Tamil_digibooks project is used to convert the images of a tamil book into a text file and/or searchable pdf using tessaract.
#Setup
Install docker in Windows/Linux.
After installation of Docker, pull the tamil_img2pdf docker from docker hub by executing the following command in terminal (Linux) or Command Prompt (Window)
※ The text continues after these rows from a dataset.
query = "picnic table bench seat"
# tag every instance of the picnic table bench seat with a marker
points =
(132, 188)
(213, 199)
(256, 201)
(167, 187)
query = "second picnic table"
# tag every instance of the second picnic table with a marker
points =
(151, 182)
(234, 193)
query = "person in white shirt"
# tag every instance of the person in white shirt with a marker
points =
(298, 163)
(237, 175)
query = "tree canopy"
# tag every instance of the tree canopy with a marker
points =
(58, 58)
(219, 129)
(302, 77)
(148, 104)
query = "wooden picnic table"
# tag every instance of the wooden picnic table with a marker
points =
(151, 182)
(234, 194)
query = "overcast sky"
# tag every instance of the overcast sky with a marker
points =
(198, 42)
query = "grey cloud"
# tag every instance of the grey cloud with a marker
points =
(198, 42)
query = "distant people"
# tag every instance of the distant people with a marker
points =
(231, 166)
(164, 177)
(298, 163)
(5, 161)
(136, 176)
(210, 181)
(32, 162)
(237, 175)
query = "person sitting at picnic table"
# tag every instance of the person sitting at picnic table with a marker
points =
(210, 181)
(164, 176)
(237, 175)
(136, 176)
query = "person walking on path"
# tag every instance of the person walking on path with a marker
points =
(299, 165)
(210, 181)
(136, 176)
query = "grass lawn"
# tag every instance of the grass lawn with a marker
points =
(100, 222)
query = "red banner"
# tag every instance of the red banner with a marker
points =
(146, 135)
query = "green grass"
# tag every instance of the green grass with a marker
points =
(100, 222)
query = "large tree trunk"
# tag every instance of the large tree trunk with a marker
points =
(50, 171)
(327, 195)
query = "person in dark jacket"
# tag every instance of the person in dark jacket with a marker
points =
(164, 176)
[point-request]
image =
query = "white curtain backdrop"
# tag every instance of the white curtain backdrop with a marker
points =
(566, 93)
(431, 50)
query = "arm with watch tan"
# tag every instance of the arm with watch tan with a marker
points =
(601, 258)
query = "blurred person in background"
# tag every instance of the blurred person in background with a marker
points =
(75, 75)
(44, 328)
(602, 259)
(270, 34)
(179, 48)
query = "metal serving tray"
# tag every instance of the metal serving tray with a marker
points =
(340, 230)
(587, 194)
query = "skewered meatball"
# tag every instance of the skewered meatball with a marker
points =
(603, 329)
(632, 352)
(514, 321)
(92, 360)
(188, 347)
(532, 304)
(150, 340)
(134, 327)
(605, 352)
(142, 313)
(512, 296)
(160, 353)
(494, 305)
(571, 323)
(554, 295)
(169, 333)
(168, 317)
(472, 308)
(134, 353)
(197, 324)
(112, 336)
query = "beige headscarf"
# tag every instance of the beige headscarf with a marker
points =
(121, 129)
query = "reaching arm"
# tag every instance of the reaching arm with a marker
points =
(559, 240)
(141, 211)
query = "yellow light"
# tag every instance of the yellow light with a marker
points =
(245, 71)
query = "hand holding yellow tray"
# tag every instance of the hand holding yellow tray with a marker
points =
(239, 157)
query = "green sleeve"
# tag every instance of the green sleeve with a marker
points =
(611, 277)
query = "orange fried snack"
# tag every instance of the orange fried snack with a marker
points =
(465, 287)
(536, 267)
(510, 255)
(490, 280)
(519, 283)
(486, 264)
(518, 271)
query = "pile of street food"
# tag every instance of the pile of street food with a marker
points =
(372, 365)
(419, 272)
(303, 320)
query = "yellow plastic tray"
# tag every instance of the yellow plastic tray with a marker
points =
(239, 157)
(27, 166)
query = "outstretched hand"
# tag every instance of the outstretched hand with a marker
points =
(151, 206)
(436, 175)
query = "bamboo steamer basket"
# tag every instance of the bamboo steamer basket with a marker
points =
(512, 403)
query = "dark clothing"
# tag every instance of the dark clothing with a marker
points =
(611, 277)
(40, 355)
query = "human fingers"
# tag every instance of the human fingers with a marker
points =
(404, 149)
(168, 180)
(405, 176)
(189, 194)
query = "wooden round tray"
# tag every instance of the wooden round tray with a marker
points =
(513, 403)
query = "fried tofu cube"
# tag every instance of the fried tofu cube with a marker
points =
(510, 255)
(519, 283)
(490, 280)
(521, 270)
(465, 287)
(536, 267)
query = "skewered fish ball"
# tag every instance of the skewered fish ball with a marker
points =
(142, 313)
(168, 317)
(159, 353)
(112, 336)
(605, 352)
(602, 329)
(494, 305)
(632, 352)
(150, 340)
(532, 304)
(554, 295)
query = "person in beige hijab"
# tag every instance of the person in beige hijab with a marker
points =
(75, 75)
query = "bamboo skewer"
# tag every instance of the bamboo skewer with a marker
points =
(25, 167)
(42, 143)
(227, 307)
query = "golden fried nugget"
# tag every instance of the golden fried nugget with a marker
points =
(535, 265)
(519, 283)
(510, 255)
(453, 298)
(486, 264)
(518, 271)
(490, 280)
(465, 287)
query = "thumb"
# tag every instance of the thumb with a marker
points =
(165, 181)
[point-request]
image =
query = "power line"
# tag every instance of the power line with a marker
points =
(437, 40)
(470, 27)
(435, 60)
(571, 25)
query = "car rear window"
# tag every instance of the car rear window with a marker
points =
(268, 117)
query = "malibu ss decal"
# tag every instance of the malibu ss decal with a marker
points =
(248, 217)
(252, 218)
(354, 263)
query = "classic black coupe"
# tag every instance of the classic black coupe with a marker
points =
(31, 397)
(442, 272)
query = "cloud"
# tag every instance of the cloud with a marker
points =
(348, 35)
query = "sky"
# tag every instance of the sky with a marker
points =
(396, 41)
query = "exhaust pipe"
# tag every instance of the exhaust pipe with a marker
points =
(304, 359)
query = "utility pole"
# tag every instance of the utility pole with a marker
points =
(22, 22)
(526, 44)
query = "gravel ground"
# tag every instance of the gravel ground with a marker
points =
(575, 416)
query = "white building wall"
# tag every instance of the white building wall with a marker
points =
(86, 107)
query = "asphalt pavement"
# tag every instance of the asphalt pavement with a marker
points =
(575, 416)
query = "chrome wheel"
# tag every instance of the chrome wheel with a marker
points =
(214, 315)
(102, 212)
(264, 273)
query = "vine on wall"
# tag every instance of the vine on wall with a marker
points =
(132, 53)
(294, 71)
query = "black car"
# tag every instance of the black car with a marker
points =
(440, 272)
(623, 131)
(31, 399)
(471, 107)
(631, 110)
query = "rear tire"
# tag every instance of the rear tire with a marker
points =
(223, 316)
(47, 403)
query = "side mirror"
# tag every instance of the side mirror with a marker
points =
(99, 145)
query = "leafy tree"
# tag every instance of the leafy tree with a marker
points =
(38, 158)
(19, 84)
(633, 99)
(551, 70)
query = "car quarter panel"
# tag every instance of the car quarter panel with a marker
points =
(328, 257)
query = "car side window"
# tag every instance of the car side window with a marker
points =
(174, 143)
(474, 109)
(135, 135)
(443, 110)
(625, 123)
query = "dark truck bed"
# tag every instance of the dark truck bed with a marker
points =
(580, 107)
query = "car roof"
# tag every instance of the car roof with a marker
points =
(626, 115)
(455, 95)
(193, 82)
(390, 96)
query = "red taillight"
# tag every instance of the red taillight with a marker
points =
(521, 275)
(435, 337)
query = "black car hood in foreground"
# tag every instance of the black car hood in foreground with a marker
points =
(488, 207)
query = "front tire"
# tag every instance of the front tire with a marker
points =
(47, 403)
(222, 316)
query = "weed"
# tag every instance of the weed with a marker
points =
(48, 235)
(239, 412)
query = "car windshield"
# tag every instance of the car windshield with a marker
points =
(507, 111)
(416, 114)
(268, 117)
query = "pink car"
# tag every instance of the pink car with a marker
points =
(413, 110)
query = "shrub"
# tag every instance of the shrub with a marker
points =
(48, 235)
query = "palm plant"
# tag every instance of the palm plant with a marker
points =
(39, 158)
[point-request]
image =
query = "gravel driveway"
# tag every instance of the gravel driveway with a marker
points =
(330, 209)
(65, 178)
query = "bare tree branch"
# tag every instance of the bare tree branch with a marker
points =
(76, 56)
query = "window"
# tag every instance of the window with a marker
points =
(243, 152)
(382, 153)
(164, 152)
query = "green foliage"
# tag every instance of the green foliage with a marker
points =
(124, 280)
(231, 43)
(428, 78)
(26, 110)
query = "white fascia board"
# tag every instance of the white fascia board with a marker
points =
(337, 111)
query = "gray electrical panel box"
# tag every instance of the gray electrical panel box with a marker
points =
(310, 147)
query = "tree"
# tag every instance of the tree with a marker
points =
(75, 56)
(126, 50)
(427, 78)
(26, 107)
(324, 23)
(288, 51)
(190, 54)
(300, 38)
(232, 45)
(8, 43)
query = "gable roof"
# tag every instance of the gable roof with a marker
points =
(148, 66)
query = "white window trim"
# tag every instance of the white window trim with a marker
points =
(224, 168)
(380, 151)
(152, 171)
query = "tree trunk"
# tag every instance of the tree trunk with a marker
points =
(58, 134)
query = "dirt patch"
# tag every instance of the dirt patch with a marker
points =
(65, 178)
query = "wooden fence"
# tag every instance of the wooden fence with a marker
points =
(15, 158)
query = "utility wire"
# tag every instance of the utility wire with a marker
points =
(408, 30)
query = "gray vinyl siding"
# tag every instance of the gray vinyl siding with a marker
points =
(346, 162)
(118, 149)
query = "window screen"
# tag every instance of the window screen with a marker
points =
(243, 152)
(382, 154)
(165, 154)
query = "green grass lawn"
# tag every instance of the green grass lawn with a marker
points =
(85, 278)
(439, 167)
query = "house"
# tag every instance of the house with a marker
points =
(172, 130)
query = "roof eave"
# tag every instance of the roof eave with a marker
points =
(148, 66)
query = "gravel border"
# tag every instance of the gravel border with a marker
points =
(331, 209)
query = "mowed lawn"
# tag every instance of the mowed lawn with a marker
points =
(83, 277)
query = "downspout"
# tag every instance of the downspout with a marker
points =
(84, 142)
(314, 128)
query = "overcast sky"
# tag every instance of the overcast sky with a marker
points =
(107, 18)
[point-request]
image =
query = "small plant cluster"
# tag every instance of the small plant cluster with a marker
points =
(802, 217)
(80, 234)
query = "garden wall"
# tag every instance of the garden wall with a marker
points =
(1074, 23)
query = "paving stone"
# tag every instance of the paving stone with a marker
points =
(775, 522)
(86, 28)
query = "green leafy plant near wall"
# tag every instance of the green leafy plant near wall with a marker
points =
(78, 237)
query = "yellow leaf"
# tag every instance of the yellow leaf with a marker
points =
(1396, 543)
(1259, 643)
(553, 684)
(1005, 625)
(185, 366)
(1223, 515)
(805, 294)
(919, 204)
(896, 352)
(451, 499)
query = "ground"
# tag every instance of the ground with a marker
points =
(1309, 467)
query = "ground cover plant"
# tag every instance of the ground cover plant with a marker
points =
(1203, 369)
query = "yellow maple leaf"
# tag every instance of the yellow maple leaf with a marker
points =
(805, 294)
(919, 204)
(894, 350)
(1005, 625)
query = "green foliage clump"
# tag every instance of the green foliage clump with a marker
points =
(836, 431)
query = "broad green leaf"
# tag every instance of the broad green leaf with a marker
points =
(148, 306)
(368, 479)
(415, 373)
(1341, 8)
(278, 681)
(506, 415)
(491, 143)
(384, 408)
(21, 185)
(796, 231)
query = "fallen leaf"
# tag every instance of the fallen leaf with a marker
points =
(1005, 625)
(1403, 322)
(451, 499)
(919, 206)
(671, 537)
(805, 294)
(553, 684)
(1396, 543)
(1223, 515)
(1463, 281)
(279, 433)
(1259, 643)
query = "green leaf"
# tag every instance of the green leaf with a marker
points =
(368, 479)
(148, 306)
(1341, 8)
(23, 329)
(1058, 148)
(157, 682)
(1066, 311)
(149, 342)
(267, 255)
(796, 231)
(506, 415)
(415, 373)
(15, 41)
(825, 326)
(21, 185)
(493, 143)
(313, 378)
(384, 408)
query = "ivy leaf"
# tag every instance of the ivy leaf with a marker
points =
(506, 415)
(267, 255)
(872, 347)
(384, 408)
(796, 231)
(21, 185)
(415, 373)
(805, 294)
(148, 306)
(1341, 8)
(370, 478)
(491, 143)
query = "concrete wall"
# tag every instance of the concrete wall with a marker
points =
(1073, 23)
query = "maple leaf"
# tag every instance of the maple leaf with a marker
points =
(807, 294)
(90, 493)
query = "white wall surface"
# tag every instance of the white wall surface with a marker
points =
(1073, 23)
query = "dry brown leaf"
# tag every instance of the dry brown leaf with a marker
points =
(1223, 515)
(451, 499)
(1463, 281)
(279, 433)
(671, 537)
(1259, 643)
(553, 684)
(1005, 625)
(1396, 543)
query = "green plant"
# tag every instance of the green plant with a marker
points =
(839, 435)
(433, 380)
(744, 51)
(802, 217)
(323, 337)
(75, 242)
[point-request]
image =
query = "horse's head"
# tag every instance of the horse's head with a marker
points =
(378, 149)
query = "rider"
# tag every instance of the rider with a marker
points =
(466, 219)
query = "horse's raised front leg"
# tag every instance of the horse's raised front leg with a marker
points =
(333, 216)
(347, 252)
docker pull docker.io/sksenthil1/tamil_img2pdf:latest
Input folder should have the jpeg image of the tamil book pages.
Input_folder
|
| -- Tamilbook_1
|--page_1.jpg
|--page_2.jpg
| .
| .
|--page_n.jpg
| -- Tamilbook_2
| .
| .
| -- Tamilbook_n
NOTE
-
The input folder should have at least one book folder
-
The name of the book and pages should be written in english
-
The books can also be in the format of zipped folders
Input_folder | | -- Tamilbook_1.zip | -- Tamilbook_2.zip | . | . | -- Tamilbook_n.zip
#Running the script If the input file have multiple tamil_book folders
docker run -it --rm -v <path/to/input/image/folder>:/input_folder -v <path/to/output/empty/folder>:/output_folder --entrypoint "python" docker.io/sksenthil1/tamil_img2pdf:latest create_pdf_from_multiple_folders.py
If the input file have multiple zipped tamil_book folders, add --zipped
to the above command at the end
docker run -it --rm -v <path/to/input/image/folder>:/input_folder -v <path/to/output/empty/folder>:/output_folder --entrypoint "python" docker.io/sksenthil1/tamil_img2pdf:latest create_pdf_from_multiple_folders.py --zipped
Running the above two commands will generate output folder of structure
Output_folder
|
| -- Tamilbook_1
| |- pdfs
| | |--page_1.pdf
| | |--page_2.pdf
| | | .
| | | .
| | |--page_n.pdf
| |- txts
| | |--page_1.txt
| | |--page_2.txt
| | | .
| | | .
| | |--page_n.txt
| |-Tamilbook.pdf
| -- Tamilbook_2
| .
| .
| -- Tamilbook_n
If only one book needs to be converted then,
docker run -it --rm -v <path/to/input/image/folder>:/input_folder -v <path/to/output/empty/folder>:/output_folder --entrypoint "python" docker.io/sksenthil1/tamil_img2pdf:latest create_pdf_from_folder.py
Running the above command will generate
Output_folder
|- pdfs
| |--page_1.pdf
| |--page_2.pdf
| | .
| | .
| |--page_n.pdf
|- txts
| |--page_1.txt
| |--page_2.txt
| | .
| | .
| |--page_n.txt
|-Output_folder.pdf